Watching the Watchers…

“Who watches the watchers?” is an often overheard question when we assess the information security program of clients. Way too often, the answer is either, “Huh?” or “No one, really.”. That’s a LOT of trust for an organization to place in an individual or small team.

At least in a small team, you hopefully have peers checking each other’s work. You do that right? You either rotate duties, have a peer review process or otherwise make sure that a second set of eyes from the team double checks critical work in a peer review methodology. That’s what mature teams do, and they do it both often and formally. This is a great control and an effective means to build cooperation between team members.

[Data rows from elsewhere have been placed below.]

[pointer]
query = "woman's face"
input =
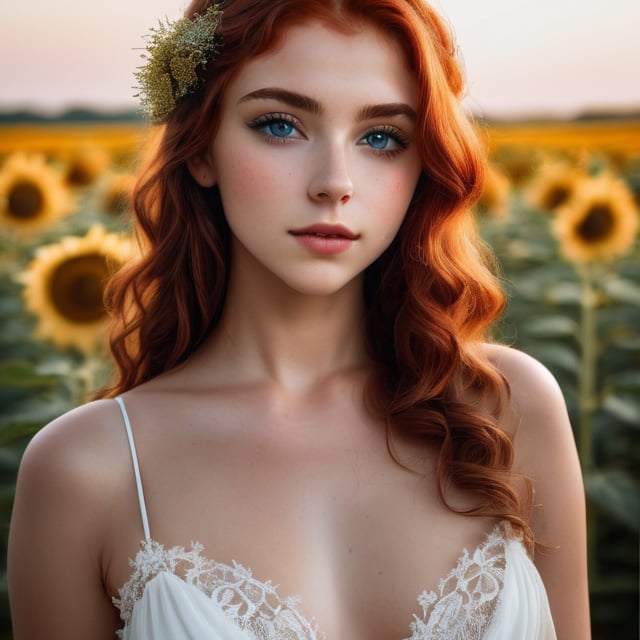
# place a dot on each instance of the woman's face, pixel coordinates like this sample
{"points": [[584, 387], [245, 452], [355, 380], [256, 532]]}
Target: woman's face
{"points": [[315, 157]]}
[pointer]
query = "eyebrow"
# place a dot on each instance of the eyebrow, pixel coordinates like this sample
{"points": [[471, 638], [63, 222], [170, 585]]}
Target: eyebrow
{"points": [[311, 105]]}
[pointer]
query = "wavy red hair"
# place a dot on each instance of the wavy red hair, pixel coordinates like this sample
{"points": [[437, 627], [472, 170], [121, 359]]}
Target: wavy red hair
{"points": [[431, 297]]}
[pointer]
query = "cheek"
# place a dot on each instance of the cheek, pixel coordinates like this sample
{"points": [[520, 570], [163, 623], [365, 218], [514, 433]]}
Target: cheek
{"points": [[249, 178]]}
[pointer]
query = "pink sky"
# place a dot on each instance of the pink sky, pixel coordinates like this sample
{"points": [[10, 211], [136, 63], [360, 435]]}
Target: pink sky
{"points": [[521, 57]]}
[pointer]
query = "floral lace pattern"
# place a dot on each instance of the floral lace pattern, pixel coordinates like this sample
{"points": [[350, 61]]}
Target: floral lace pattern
{"points": [[461, 608], [254, 605]]}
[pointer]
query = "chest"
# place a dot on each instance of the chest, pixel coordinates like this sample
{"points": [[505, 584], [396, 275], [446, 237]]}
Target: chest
{"points": [[362, 541]]}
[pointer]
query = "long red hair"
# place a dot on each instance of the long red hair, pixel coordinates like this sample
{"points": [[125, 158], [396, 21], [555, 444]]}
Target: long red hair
{"points": [[431, 297]]}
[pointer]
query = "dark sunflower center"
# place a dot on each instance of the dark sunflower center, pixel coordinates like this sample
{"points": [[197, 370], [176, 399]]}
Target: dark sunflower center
{"points": [[556, 196], [77, 288], [597, 223], [25, 200], [80, 175]]}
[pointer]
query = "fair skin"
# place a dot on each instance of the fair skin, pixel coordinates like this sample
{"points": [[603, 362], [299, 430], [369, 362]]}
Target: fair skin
{"points": [[265, 424]]}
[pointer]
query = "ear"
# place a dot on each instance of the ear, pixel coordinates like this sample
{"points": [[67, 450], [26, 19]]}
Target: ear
{"points": [[202, 170]]}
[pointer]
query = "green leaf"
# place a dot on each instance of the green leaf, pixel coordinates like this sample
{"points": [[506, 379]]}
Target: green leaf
{"points": [[23, 374], [550, 326], [623, 407], [554, 355], [617, 493], [621, 290]]}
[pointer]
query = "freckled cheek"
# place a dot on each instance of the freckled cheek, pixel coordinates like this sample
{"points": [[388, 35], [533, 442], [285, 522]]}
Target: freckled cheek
{"points": [[250, 180]]}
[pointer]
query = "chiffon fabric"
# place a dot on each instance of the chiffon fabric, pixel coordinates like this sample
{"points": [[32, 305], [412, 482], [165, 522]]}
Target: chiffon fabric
{"points": [[493, 593]]}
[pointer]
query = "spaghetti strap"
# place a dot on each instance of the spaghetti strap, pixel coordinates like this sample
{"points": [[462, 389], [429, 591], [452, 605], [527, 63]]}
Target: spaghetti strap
{"points": [[136, 469]]}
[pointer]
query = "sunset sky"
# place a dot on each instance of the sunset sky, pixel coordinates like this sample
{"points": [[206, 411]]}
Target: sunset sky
{"points": [[552, 57]]}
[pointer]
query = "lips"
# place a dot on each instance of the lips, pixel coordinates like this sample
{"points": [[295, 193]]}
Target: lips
{"points": [[326, 231], [325, 239]]}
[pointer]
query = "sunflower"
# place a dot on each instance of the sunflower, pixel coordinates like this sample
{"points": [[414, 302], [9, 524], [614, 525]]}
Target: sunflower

The problem gets harder when your security team (and/or IT team) is one person. Then it absolutely REQUIRES that someone, be it a manager, another department peer, an auditor or even a consultant checks their work periodically. After all, if they manage the servers, the firewall, the network, the intrusion detection and the logging, they essentially have complete control over the data and can do as they please without fear of getting caught. Now, that is not to say that folks in this role aren’t trustworthy. They usually are. The problem is that some are not and to further complicate the matter – it is often quite difficult to tell the difference between the honest and the dishonest humans. So, as we always say, “Trust, but verify…”. Implement an ongoing process for peer review, even if that peer is an auditor or consultant. Have them come in and double check the progress for this quarter. Ask them to spot check reports, logs and configurations. It’s not comprehensive, but it at least sends a message that someone is checking and just having someone checking different items often leads to interesting discoveries, usually not of a malicious nature, but often times something missed in the day to day.